Clément Perron

Clément Perron, scénariste et réalisateur (Québec, 3 juill. 1929 - Pointe-Claire, 12 octobre 1999). Après l'obtention d'un diplôme à l'U. Laval, Perron poursuit ses études en France pour devenir enseignant. Son intérêt pour le cinéma naît de sa fréquentation assidue de la Cinémathèque française à Paris. Il s'inscrit alors à l'Institut de filmologie. De retour au Canada, en 1957, il entre au service de l'OFFICE NATIONAL DU FILM (ONF) à titre de scénariste.

En 1962, il réalise Jour après jour, un court métrage documentaire sur une usine de papier. Son recours au son synthétique et au commentaire poétique pour évoquer la répétition de tâches souvent dangereuses suscite à la fois un intérêt certain et une controverse. Deux ans plus tard, avec Jacques GODBOUT, Gilles CARLE, Denys ARCAND et Gilles GROULX, Perron s'en prend à l'Office national du film (ONF) dans la revue Parti pris, affirmant qu'il s'agit d'une « gigantesque machine de propagande ». Certains membres du groupe ne tardent pas à quitter l'ONF, mais Perron continuera à travailler de l'intérieur pour susciter des changements. Il est nommé producteur délégué pour la production française en 1968, puis directeur du Comité du programme français de 1975 à 1978 et de 1980 à 1982.

Perron contribue surtout au cinéma canadien en tant que scénariste de ses propres films et des films d'autres réalisateurs.
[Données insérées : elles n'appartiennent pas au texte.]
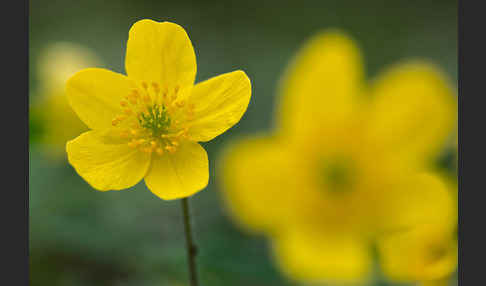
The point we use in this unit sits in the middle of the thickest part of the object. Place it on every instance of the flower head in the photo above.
(57, 62)
(345, 162)
(148, 123)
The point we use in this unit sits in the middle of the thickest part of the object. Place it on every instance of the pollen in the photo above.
(154, 118)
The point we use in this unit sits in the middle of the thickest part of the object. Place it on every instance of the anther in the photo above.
(170, 149)
(156, 87)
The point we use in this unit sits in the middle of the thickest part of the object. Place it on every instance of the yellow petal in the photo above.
(322, 85)
(179, 175)
(425, 248)
(160, 52)
(219, 103)
(95, 96)
(106, 163)
(260, 183)
(414, 110)
(59, 61)
(59, 120)
(422, 254)
(322, 257)
(421, 200)
(438, 282)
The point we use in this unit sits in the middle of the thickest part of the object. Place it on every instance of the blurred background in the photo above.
(79, 236)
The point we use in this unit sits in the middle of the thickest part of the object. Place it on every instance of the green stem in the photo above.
(191, 247)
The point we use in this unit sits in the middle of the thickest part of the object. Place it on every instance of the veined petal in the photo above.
(160, 52)
(106, 163)
(413, 112)
(95, 95)
(219, 103)
(179, 175)
(322, 257)
(260, 183)
(321, 86)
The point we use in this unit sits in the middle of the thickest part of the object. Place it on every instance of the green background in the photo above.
(79, 236)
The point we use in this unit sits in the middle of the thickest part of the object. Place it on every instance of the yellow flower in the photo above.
(146, 125)
(427, 252)
(59, 123)
(345, 162)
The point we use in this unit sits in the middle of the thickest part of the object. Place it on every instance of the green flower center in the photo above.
(156, 120)
(338, 175)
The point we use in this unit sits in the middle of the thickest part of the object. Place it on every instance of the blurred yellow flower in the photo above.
(56, 64)
(346, 160)
(146, 125)
(427, 252)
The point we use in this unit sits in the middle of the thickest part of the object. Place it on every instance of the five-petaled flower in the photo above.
(348, 162)
(147, 125)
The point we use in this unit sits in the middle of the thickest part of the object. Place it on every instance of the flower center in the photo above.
(154, 119)
(338, 175)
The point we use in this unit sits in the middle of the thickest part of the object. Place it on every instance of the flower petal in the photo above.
(420, 245)
(420, 200)
(322, 85)
(261, 184)
(322, 257)
(160, 52)
(219, 104)
(413, 112)
(105, 163)
(179, 175)
(422, 254)
(95, 96)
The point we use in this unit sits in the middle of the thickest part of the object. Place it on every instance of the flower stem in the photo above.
(191, 247)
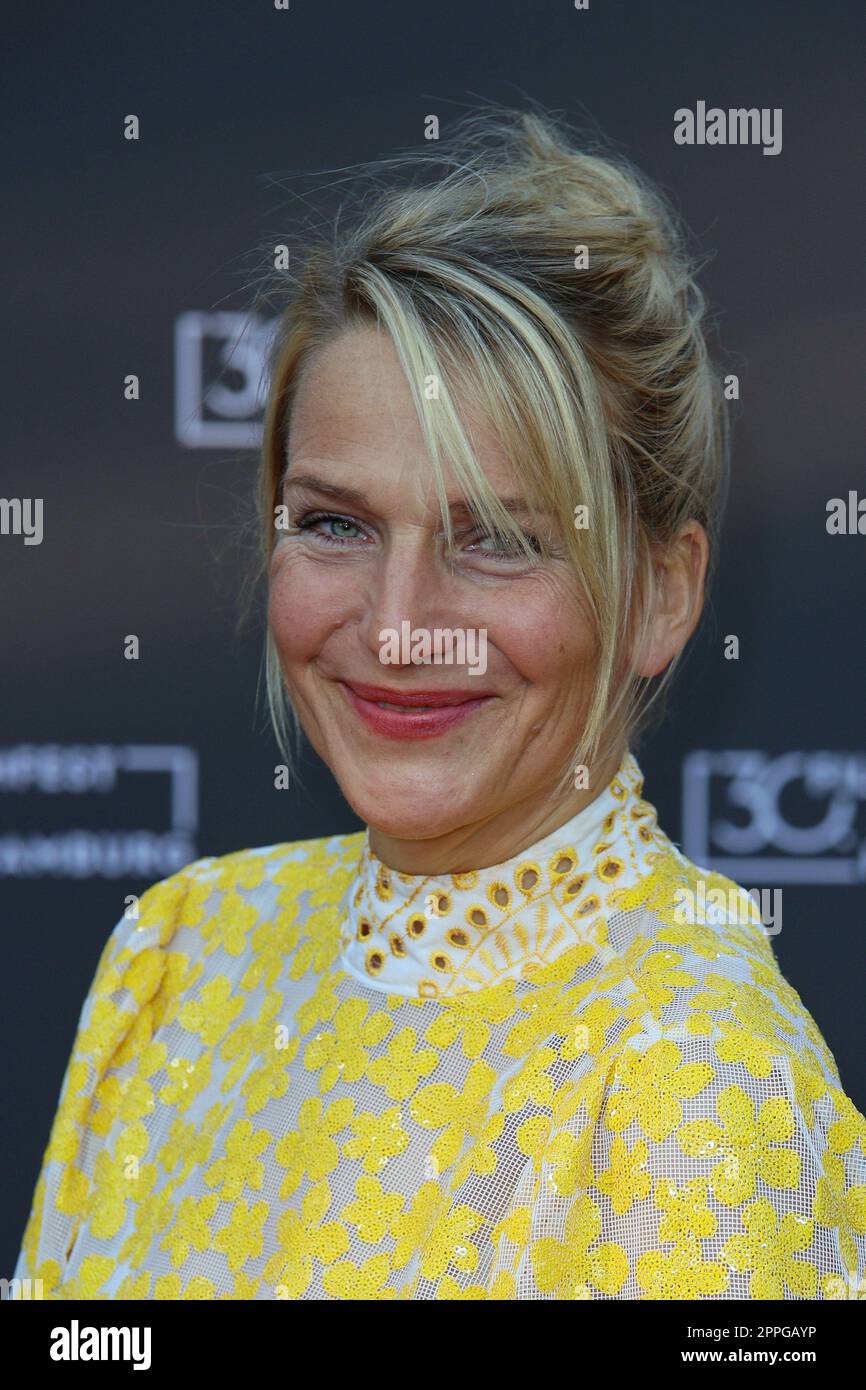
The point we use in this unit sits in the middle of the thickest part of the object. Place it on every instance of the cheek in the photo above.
(546, 638)
(303, 608)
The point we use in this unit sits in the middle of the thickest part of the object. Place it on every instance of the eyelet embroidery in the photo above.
(445, 934)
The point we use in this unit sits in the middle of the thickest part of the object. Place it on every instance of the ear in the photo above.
(677, 599)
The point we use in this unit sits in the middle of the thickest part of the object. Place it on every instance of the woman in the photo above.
(488, 1047)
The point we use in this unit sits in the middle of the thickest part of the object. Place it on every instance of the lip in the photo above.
(448, 708)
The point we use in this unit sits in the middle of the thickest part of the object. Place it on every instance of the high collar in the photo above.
(442, 934)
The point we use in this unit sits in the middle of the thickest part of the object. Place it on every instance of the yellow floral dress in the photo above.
(302, 1075)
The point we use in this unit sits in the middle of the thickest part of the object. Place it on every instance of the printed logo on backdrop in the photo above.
(797, 818)
(220, 378)
(97, 811)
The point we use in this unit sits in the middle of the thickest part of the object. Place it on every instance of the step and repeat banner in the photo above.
(134, 733)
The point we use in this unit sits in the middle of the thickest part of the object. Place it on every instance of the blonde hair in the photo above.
(597, 380)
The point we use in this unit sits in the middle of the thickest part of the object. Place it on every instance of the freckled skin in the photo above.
(483, 791)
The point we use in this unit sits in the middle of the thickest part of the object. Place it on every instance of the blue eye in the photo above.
(314, 519)
(505, 548)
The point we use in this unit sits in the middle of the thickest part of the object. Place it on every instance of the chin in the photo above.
(414, 809)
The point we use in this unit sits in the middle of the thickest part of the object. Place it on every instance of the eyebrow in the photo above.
(350, 496)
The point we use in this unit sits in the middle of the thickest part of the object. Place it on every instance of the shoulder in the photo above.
(142, 948)
(289, 868)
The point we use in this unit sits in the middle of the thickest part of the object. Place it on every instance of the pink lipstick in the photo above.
(412, 713)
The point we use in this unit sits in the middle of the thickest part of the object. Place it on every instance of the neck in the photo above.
(495, 838)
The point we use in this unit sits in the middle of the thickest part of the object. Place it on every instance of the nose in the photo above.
(405, 584)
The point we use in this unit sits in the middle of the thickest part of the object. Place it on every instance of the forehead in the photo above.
(353, 405)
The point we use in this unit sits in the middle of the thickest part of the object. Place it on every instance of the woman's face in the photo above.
(364, 553)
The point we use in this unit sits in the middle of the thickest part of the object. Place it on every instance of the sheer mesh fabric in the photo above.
(651, 1112)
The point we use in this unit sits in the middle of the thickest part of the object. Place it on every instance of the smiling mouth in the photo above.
(412, 713)
(414, 699)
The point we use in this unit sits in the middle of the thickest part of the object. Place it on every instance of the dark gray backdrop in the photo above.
(111, 243)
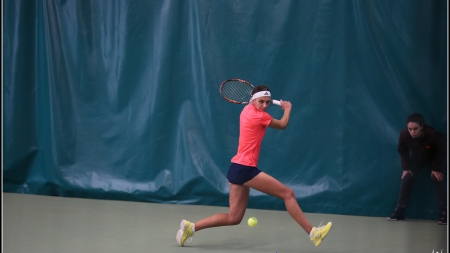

Son plus grand succès dans ce domaine demeure Mon oncle Antoine (1971) de Claude JUTRA , inspiré par son enfance en Beauce, la région québécoise de l'amiante. Il réalise également lui-même deux de ses longs métrages, toujours en Beauce : Taureau (1973), une fable sur l'intolérance de notre époque et Partis pour la gloire (1975), qui traite de la conscription durant la Deuxième Guerre mondiale. Tous ces films sont produits par l'ONF.

Dans les années 80, Perron se rend dans l'Ouest canadien afin d'encourager la production de films en français à l'extérieur du Québec. Il écrit Le Vieillard et l'enfant (Claude Grenier, 1985), dont le scénario s'appuie sur une histoire de Gabrielle ROY. Perron quitte l'Office national du film en 1986 pour poursuivre une carrière de scénariste dans le secteur privé.